A che cosa sono dovute le infezioni?
«Sono causate dall’ingresso di microrganismi patogeni nelle vie urinarie. Nella maggior parte dei casi, i responsabili sono batteri provenienti dall’intestino o dalla vagina, che penetrano nell’uretra, il condotto che trasporta l’urina dalla vescica all’esterno, a volte in seguito a una scorretta igiene personale, spesso dopo rapporti sessuali o per numerosi altri motivi, che coinvolgono le capacità di difesa locali o generali della persona. La conseguenza è che i batteri possono moltiplicarsi ed espandersi nelle vie urinarie — spiega il professor Piergiorgio Messa, direttore dell’Unità di nefrologia, dialisi e trapianto di rene del Policlinico di Milano —. In base alla localizzazione, si dividono in infezioni delle basse vie urinarie, che riguardano l’uretra (uretriti) o la vescica (cistiti), e infezione delle alte vie, come la pielonefrite, che coinvolge il rene. Le infezioni delle vie urinarie possono verificarsi in persone per altro sane oppure in individui con problematiche che compromettono la funzionalità dell’apparato urinario e/o il sistema immunitario».
Chi rischia di più di svilupparle?
«In primo luogo le donne a causa di alcune specificità anatomiche (maggiore brevità dell’uretra rispetto a quella maschile e vicinanza dell’uretra stessa all’ano e alla vagina), che facilitano l’ingresso di microrganismi infettanti verso la vescica. A essere più suscettibili sono soprattutto le donne in età fertile, anche durante la gravidanza, per la presenza di ulteriori fattori favorenti le infezioni, tra i quali la tendenza a un maggior ristagno di urine, dovuto sia all’aumentato volume dell’utero sia a fattori neurormonali, che inducono un “rilassamento” delle vie urinarie. L’uomo, invece, sviluppa infezioni urinarie soprattutto dopo i 60 anni, complice l’ingrossamento della ghiandola prostatica, spesso legato all’invecchiamento, che determina un ostacolo a un completo svuotamento della vescica, con la persistenza di un ristagno di urine, che facilita la crescita batterica. Altri fattori di rischio, comprendono l’obesità, il diabete, oltre che una predisposizione genetica. Come accennato prima, le infezioni urinarie possono essere una frequente complicanza nelle persone che presentano anomalie della struttura e/o della funzione delle vie urinarie, come la calcolosi urinaria, il reflusso vescico uretrale (il ritorno dell’urina dalla vescica verso gli ureteri e i reni durante la urinazione), i disturbi dello svuotamento della vescica per cause neurologiche (paraplegia, ecc.), l’uso prolungato di cateteri vescicali, l’insufficienza renale, ecc.».
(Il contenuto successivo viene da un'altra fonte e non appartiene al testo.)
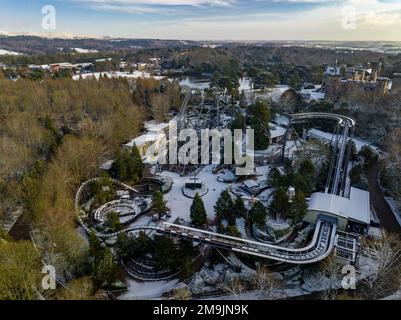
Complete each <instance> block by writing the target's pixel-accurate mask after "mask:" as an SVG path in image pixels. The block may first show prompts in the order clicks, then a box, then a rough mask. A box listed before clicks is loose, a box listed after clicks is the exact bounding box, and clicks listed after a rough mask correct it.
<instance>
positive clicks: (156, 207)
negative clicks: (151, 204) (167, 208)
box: [152, 192, 167, 217]
mask: <svg viewBox="0 0 401 320" xmlns="http://www.w3.org/2000/svg"><path fill="white" fill-rule="evenodd" d="M152 210H153V212H154V213H156V214H158V215H159V217H160V216H161V215H162V214H164V213H166V211H167V207H166V202H165V201H164V198H163V194H162V193H161V192H155V193H154V194H153V208H152Z"/></svg>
Quali sono i segnali da non sottovalutare?
«I sintomi tipici delle infezioni delle basse vie urinarie sono il bisogno di urinare spesso e con urgenza, la difficoltà a urinare nonostante lo stimolo, il dolore a urinare e talvolta la presenza di sangue nelle urine. Brividi, febbre, dolore lombare o al fianco, nausea e vomito, a cui possono associarsi o meno i disturbi caratteristici di cistiti e uretriti, sono invece i campanelli d’allarme di una più pericolosa pielonefrite. In alcuni casi, può anche capitare di riscontrare un’alta carica di batteri nelle urine, senza che siano presenti i sintomi di un’infezione urinaria (batteriuria asintomatica)».